Emotional Support Alligator Banned From Attending Baseball Game

Oftentimes, emotional support animals are welcomed into places like sporting events. That wasn’t the case for a Pennsylvania man who was unable to attend the Philadelphia Phillies when stadium security turned away his emotional support alligator.

Joie Henney, a former hunting and fishing TV host, has had Wally the emotional support alligator for about seven years now. He first got the unusually gentle reptile licensed as an emotional support animal while he was undergoing chemotherapy treatments.

Since then, Wally has helped Henney and the pair have visited schools, hospitals and assisted living facilities. This also caught the attention of the Philadelphia Phillies, who invited him to bring his pet to meet members of the team and their partners before a game between the home team and the Pittsburgh Pirates.
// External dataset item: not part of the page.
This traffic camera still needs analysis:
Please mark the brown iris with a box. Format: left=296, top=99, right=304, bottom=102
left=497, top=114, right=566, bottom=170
When Henney arrived at the stadium with Wally, security told him it was too late for the meet-up, as the players were already warming up on the field. “So we bought tickets and Wally has been into other baseball games, so we assumed that it was OK,” Henney said. “We never asked or checked with it, but they only allow service animals, such as dogs and horses, into the stadium, not ESA animals.”
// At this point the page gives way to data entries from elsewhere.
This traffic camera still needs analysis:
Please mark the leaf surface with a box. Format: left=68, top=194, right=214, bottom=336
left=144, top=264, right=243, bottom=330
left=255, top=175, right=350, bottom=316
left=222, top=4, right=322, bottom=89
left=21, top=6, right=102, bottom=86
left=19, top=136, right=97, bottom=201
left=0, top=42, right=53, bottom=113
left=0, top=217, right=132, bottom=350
Henney was disappointed but did say he understood the decision. “When they came and told us, there was no disagreement, there was no arguing, there was no conflict at all. It was all good,” he said. “They’ve got their rules and we’ve got to go by their rules. I can’t go there and make my rules.”

The rules for Citizens Bank Park specifically state: “Certified service dogs or service dogs in training for guests with special needs are welcome. All other animals are prohibited.”

Henney said he is still hoping to schedule another meet-up with team members in the future.